We introduce NeuCodec, a 0.8kbps audio codec that outputs audio at 24kHz. • 5 items • Updated • 8
Model Details
Distill-NeuCodec is a version of NeuCodec with a compatible, distilled encoder.
The distilled encoder is 10x smaller in parameter count and uses ~7.5x less MACs at inference time.
The distilled model makes the following adjustments to the model:
- Swap the notoriuously slow BigCodec acoustic encoder for the SQCodec acoustic encoder (70m → 36m)
- Swap the w2v-bert-2.0 semantic encoder for DistilHuBERT (600m → 21m)
Our work is largely based on extending the work of X-Codec2.0 and SQCodec.
- Developed by: Neuphonic
- Model type: Neural Audio Codec
- License: apache-2.0
- Repository: https://github.com/neuphonic/neucodec
- Paper: arXiv
- Pre-encoded Datasets:
- Emilia-YODAS-EN
- More coming soon!
Get Started
Use the code below to get started with the model.
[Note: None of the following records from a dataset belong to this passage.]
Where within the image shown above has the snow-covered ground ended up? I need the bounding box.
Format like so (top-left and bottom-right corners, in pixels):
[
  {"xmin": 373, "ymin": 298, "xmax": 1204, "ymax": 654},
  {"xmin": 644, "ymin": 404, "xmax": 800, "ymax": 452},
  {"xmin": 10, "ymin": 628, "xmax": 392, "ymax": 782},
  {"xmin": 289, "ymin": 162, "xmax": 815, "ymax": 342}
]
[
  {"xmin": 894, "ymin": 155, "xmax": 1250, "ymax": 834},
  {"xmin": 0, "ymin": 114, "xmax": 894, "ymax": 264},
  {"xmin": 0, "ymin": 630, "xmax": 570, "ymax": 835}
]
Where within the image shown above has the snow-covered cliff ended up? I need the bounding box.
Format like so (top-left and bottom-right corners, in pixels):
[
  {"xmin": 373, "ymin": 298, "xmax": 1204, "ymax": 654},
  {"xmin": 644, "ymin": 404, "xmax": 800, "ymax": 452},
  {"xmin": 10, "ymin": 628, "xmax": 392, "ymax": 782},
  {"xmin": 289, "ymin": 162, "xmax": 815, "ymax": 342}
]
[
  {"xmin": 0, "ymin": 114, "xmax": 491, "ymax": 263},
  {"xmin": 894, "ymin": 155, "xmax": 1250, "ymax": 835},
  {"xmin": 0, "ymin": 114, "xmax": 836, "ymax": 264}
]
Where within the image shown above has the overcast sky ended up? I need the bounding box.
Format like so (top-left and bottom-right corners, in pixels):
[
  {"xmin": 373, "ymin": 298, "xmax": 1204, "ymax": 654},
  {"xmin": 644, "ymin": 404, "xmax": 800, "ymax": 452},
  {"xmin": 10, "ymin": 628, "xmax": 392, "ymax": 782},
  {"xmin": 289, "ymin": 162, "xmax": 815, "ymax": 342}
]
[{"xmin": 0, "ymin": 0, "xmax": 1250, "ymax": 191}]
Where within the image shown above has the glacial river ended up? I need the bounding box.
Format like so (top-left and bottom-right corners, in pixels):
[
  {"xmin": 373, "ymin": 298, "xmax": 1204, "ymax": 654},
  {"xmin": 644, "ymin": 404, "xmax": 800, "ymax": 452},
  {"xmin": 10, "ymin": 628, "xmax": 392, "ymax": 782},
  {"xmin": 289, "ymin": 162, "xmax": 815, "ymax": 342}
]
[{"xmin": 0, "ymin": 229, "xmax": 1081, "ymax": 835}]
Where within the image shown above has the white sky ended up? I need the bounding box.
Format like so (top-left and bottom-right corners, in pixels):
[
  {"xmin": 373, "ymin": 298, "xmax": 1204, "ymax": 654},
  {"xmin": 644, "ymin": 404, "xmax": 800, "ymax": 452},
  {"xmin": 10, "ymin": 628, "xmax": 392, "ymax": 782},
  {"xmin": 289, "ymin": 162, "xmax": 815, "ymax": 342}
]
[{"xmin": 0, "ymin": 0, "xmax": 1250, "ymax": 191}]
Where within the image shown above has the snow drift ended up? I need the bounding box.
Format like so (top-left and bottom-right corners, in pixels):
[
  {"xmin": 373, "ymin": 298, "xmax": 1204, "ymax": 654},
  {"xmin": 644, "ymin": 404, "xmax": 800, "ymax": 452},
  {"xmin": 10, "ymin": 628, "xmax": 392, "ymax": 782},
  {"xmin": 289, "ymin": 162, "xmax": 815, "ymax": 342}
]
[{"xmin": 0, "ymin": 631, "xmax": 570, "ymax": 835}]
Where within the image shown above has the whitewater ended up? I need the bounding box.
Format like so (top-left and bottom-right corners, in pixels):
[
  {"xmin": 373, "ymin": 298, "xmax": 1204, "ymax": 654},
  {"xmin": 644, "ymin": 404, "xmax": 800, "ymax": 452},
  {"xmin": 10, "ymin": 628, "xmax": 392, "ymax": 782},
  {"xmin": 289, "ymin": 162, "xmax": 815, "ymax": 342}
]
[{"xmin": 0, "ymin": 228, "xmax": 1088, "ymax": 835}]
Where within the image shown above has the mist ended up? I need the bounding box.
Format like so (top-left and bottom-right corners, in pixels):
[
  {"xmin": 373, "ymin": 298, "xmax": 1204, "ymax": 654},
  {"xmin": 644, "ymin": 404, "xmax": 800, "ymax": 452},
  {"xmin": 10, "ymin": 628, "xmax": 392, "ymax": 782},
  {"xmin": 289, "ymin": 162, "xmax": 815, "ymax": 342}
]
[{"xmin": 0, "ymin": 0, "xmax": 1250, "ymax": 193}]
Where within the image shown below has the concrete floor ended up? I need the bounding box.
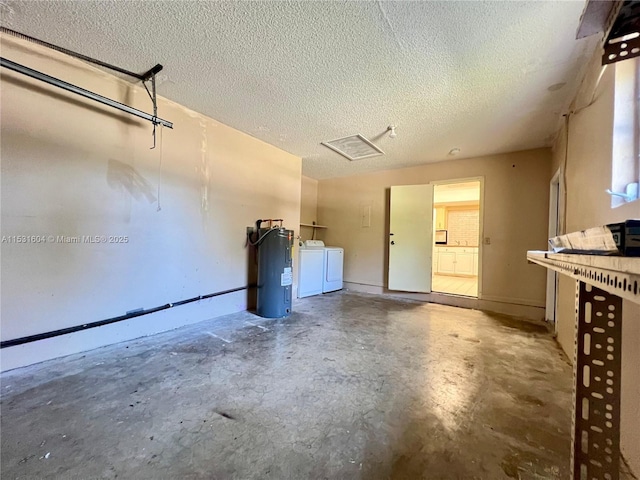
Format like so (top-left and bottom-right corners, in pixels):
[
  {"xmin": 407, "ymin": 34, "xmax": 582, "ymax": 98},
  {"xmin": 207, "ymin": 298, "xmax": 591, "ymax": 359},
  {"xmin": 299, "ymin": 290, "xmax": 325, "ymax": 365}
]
[{"xmin": 1, "ymin": 292, "xmax": 572, "ymax": 480}]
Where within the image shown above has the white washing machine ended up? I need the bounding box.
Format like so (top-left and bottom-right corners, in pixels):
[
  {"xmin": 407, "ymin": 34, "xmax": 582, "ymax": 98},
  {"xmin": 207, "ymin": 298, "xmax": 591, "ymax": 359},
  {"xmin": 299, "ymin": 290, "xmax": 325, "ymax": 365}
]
[
  {"xmin": 322, "ymin": 247, "xmax": 344, "ymax": 293},
  {"xmin": 298, "ymin": 240, "xmax": 325, "ymax": 298}
]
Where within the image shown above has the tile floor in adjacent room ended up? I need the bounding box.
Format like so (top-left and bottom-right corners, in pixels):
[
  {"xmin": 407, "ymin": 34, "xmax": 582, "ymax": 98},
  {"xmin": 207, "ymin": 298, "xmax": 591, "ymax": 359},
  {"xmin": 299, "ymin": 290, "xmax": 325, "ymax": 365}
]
[
  {"xmin": 431, "ymin": 274, "xmax": 478, "ymax": 297},
  {"xmin": 1, "ymin": 292, "xmax": 584, "ymax": 480}
]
To install from pypi in a dedicated environment, using Python 3.10 or above:
conda create -n neucodec python=3.10
conda activate neucodec
pip install neucodec
Then, to use in python:
import librosa
import torch
import torchaudio
from torchaudio import transforms as T
from neucodec import DistillNeuCodec
model = DistillNeuCodec.from_pretrained("neuphonic/distill-neucodec")
model.eval().cuda()
y, sr = torchaudio.load(librosa.ex("libri1"))
if sr != 16_000:
y = T.Resample(sr, 16_000)(y)[None, ...] # (B, 1, T_16)
with torch.no_grad():
fsq_codes = model.encode_code(y)
# fsq_codes = model.encode_code(librosa.ex("libri1")) # or directly pass your filepath!
print(f"Codes shape: {fsq_codes.shape}")
recon = model.decode_code(fsq_codes).cpu() # (B, 1, T_24)
torchaudio.save("reconstructed.wav", recon[0, :, :], 24_000)
Training Details
The model was trained using the same data as the full model, with an additional distillation loss (MSE between distilled and original encoder ouputs).